Loftus A., Murphy S., McKenna I., Mon-Williams M.
Watt et al. (Exp Brain Res, 2000, 135:411-416) suggested that a reduced field of view causes objects to appear closer than their physical distance. This suggestion is based on the observation that individuals terminated open-loop prehension prematurely when pretending to grasp a paper rectangle initially viewed through a reduced field of view. We tested Watt et al.'s suggestion in an open-loop pointing task. In experiment 1, 21 participants pointed at targets in three locations (20, 30 and 40 cm relative to the starting position) in three viewing conditions (full, 16 degrees and 4 degrees field of view). No difference in accuracy was found between conditions but the reduced field of view led to an increase in end-point variability across trials. We interpret these results as indicating that a reduced field of view decreases precision but does not necessarily affect object localisation. In experiment 2, we asked participants to reach-and-grasp a real object under the same three open-loop viewing conditions but without vision following movement onset.

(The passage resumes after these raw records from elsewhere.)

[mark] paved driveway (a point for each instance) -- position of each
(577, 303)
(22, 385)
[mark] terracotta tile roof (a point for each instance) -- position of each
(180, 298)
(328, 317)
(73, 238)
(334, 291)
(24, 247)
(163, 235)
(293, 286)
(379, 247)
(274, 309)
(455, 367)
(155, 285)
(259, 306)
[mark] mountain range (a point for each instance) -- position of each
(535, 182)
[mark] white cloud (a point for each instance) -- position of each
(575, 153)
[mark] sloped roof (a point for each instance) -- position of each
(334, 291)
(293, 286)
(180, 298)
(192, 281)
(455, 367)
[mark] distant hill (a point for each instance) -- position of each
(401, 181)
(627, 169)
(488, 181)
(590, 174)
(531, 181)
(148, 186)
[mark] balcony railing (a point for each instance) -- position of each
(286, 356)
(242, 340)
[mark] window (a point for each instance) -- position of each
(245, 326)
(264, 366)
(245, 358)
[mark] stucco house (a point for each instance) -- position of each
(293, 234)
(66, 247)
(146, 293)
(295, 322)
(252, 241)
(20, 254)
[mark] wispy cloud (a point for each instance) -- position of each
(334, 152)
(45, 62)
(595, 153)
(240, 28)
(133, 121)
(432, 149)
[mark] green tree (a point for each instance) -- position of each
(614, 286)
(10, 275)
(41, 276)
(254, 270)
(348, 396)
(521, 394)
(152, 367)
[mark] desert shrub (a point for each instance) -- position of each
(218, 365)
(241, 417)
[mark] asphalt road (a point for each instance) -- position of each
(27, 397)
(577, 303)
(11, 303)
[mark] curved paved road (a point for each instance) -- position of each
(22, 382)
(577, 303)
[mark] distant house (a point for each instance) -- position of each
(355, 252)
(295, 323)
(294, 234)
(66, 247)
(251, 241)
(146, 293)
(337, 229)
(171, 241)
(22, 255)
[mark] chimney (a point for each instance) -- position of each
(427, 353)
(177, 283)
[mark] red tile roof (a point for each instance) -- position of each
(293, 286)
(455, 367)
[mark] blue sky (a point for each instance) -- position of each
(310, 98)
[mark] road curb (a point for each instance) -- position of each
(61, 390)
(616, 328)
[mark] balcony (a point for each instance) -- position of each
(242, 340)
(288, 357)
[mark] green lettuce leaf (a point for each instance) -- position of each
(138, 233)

The experimental design ensured that haptic feedback was available, which could be used to calibrate reaching movements. We found that the reduced field of view caused no changes in grasp but we observed changes in the transport kinematics consistent with increased variability in the perceptual estimate of target location. Notably there were no changes in the spatial path (expected from movements to a closer location). In experiment 3, we repeated the Watt et al. design but removed vision and forced participants to rely on memory. In this condition we found the same undershoots as described by Watt et al. We conclude that a reduced field of view is neither necessary nor sufficient for underestimation and suggest that a reduced field of view decreases precision. This can cause participants to undershoot and/or alter the movement kinematics but we argue that such findings cannot be ascribed unambiguously to perceptual underestimation as they may reflect strategic alterations in behaviour.